My husband had a biopsy last week and they definitely ruled out Lymphoma and Thymoma. They couldn't figure out what it was so they had to send the specimen out for a special stain. Today we found out it was a Synovial Cell Sarcoma, which, apparently, is weird to have in the chest wall. The surgeon told my husband that he doesn't think the classification is quite precise, but it must be the closest they could get. The good news is that the tumor is low grade and slow growing. It will require surgery with no chemo or radiation. It will be quite an extensive surgery with partial rib removal and a muscle flap. Based on the CT scan, the surgeon feels that the cancer has not spread to other organs. They will do an MRI scan tomorrow for a better picture.
Hi. You may wish to have those slides reviewed by a second pathologist, just to make sure that it is indeed Synovial Cell Sarcoma. You're right, this kind of tumor is not usually found in the chest wall/ mediastinal area, so it may be wise to have the biopsy slides rechecked before proceeding with the surgery. This is merely a suggestion, based on what you've posted in this forum. If your husband's doctor is reasonably certain of the diagnosis, then just go ahead with the operation.
Hi, I am very interested in how this man's tests/surgery turned out. Did it turn out to be Synovial Cell Sarcoma?
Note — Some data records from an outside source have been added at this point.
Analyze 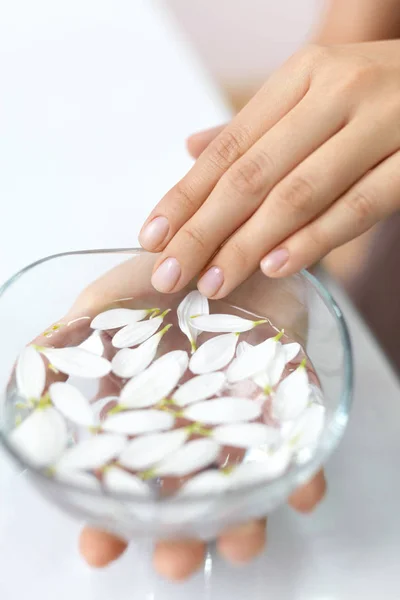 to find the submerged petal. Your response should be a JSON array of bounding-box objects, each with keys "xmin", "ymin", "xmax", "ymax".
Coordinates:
[
  {"xmin": 183, "ymin": 396, "xmax": 261, "ymax": 425},
  {"xmin": 227, "ymin": 338, "xmax": 277, "ymax": 383},
  {"xmin": 212, "ymin": 423, "xmax": 280, "ymax": 448},
  {"xmin": 49, "ymin": 381, "xmax": 96, "ymax": 427},
  {"xmin": 154, "ymin": 439, "xmax": 220, "ymax": 477},
  {"xmin": 191, "ymin": 314, "xmax": 266, "ymax": 333},
  {"xmin": 9, "ymin": 407, "xmax": 68, "ymax": 467},
  {"xmin": 119, "ymin": 357, "xmax": 181, "ymax": 408},
  {"xmin": 103, "ymin": 467, "xmax": 151, "ymax": 497},
  {"xmin": 15, "ymin": 346, "xmax": 46, "ymax": 400},
  {"xmin": 176, "ymin": 290, "xmax": 209, "ymax": 351},
  {"xmin": 55, "ymin": 433, "xmax": 126, "ymax": 471},
  {"xmin": 272, "ymin": 366, "xmax": 311, "ymax": 421},
  {"xmin": 189, "ymin": 333, "xmax": 238, "ymax": 375},
  {"xmin": 111, "ymin": 325, "xmax": 172, "ymax": 378},
  {"xmin": 41, "ymin": 347, "xmax": 111, "ymax": 379},
  {"xmin": 102, "ymin": 409, "xmax": 175, "ymax": 435},
  {"xmin": 78, "ymin": 331, "xmax": 104, "ymax": 356},
  {"xmin": 112, "ymin": 315, "xmax": 164, "ymax": 348},
  {"xmin": 90, "ymin": 308, "xmax": 155, "ymax": 330},
  {"xmin": 118, "ymin": 427, "xmax": 189, "ymax": 471},
  {"xmin": 173, "ymin": 371, "xmax": 226, "ymax": 406}
]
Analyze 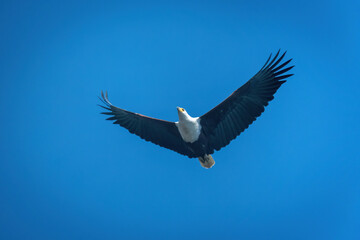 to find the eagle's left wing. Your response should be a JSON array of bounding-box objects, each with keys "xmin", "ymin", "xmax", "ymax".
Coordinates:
[{"xmin": 99, "ymin": 92, "xmax": 194, "ymax": 157}]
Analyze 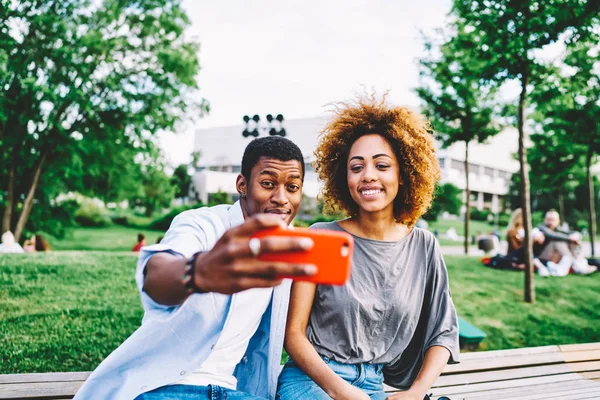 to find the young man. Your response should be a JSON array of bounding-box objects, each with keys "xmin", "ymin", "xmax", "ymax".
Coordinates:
[
  {"xmin": 75, "ymin": 137, "xmax": 316, "ymax": 400},
  {"xmin": 538, "ymin": 210, "xmax": 598, "ymax": 276}
]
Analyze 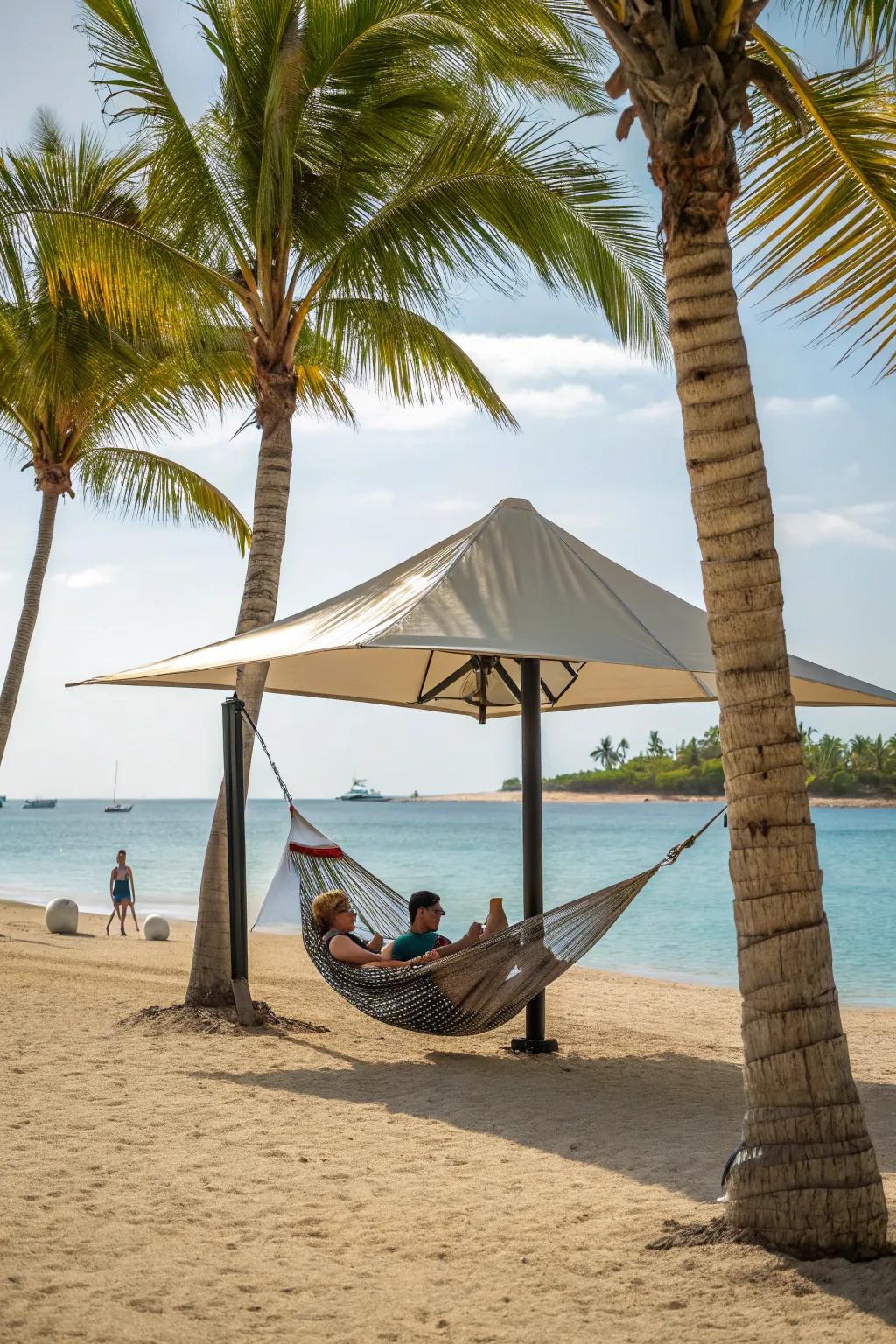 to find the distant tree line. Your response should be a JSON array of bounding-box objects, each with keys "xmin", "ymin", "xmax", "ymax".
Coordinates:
[{"xmin": 501, "ymin": 723, "xmax": 896, "ymax": 797}]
My 44-year-old son had a large mediastinal tumor taken out 4 weeks ago. The CT scan showed an encapsulated tumor (thymoma), but when they did surgery, they found an invasive thymoma tumor had wrapped around two nerves, a vein and had invaded the pericardiium of the heart and one lung. The surgeon had to remove the vein, but because the tissue samples he sent to the lab during surgery were said to be benign, he left the two nerves intact (recurrent laryngeal and right phrenic) after removing as much tumor from them as possible. He also removed part of the pericardium and a little slice of lung tissue. (Now my son has nerve damage to his larynx and diaphagm.) The final dx is stage 3 invasive thymoma, type B2. He is getting radiation treatment to kill any residual cells. Any advice or thoughts as to the DX or treatment? I have read that some studies show that recurrence is less likely if chemo is done before surgery and radiation after surgery. Is this your conclusion also? In our case, the CT scan showed an encapsulated tumor, so a decision was made to go in after it with a sternotomy (open chest procedure). It turned out to be very invasive. Any explanation for this? (No chemo was done.)
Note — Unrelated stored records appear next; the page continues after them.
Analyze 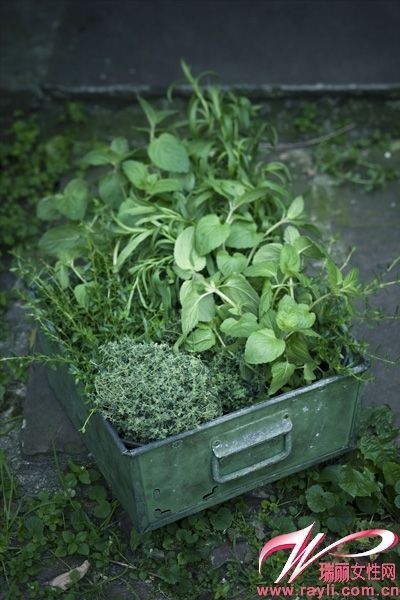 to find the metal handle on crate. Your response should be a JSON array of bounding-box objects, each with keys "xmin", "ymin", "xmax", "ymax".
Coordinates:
[{"xmin": 211, "ymin": 416, "xmax": 293, "ymax": 483}]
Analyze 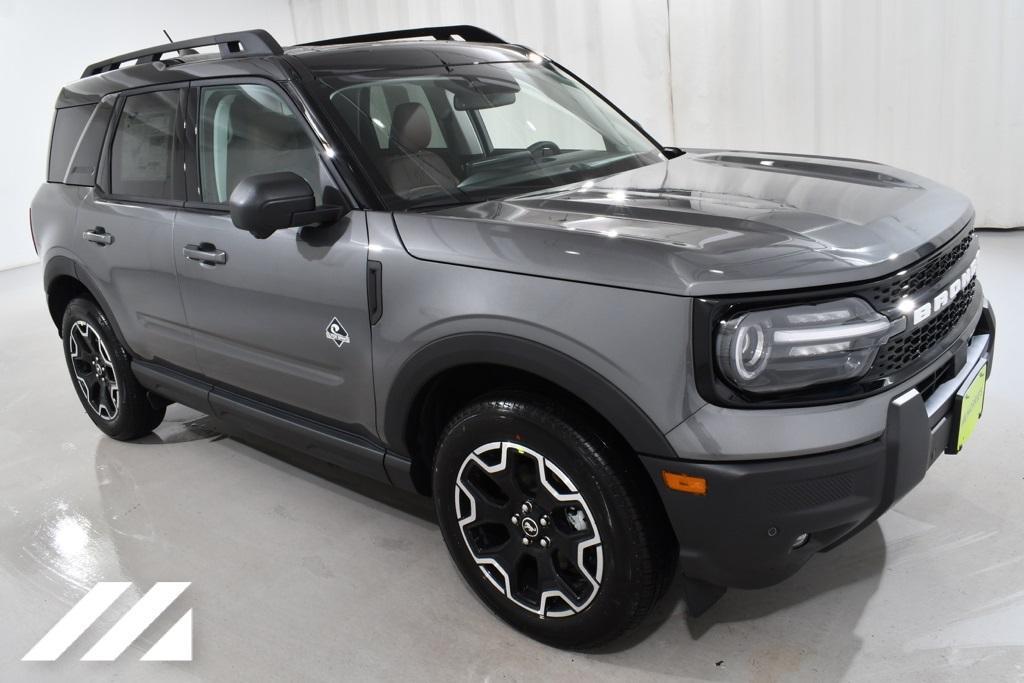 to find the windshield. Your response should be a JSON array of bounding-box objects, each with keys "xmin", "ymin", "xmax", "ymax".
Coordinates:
[{"xmin": 323, "ymin": 61, "xmax": 663, "ymax": 209}]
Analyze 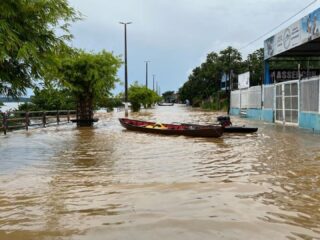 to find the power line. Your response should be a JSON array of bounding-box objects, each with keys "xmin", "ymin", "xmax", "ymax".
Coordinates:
[{"xmin": 240, "ymin": 0, "xmax": 318, "ymax": 50}]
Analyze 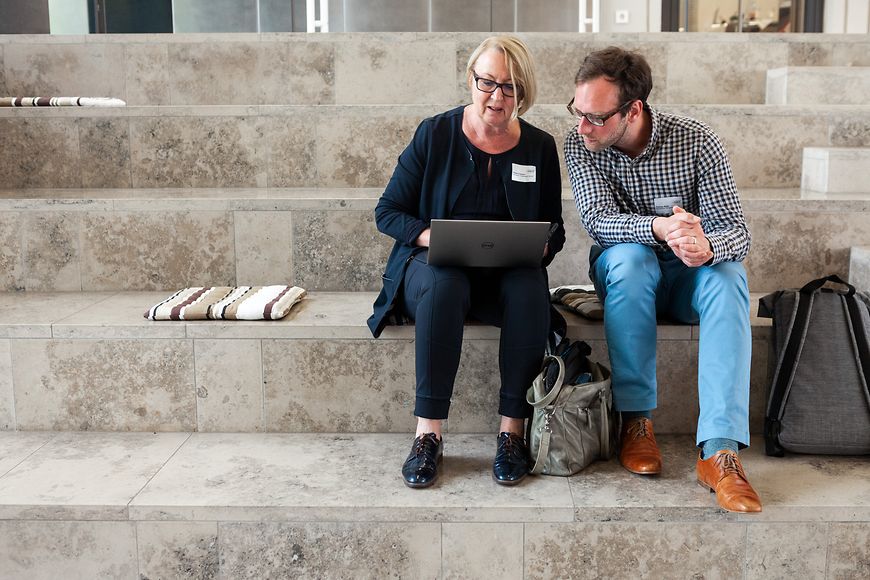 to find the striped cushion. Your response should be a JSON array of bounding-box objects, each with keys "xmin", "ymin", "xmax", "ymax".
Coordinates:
[{"xmin": 145, "ymin": 286, "xmax": 305, "ymax": 320}]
Hi. I am very interested in how the diagnosis/prognosis worked out for your husband. I had a similar situation this year and I am trying to research as much information as I can. I am a 33 year old female with a very large anterior mediastinal tumor which was unfortunately extremely PET avid. I had all of the classic "B" symptoms such as debilitating night sweats, daily fevers, weight loss, and chills. I was sent to an oncologist and infectious disease doctor who both stated I was looking at hodkins lymphoma. I underwent a bronchoscopy and mediastinoscopy with no successful biopsy. A couple of months ago I underwent a right lateral thoracotomy. The tumor was negative for lymphoma but positive for chronic histoplasmosis and late effects of fibrosis mediastinitis. Post histoplasmosis FM is rare. So rare none of my doc's know how to treat me.
I hope all is well and you and your husband had a successful outcome.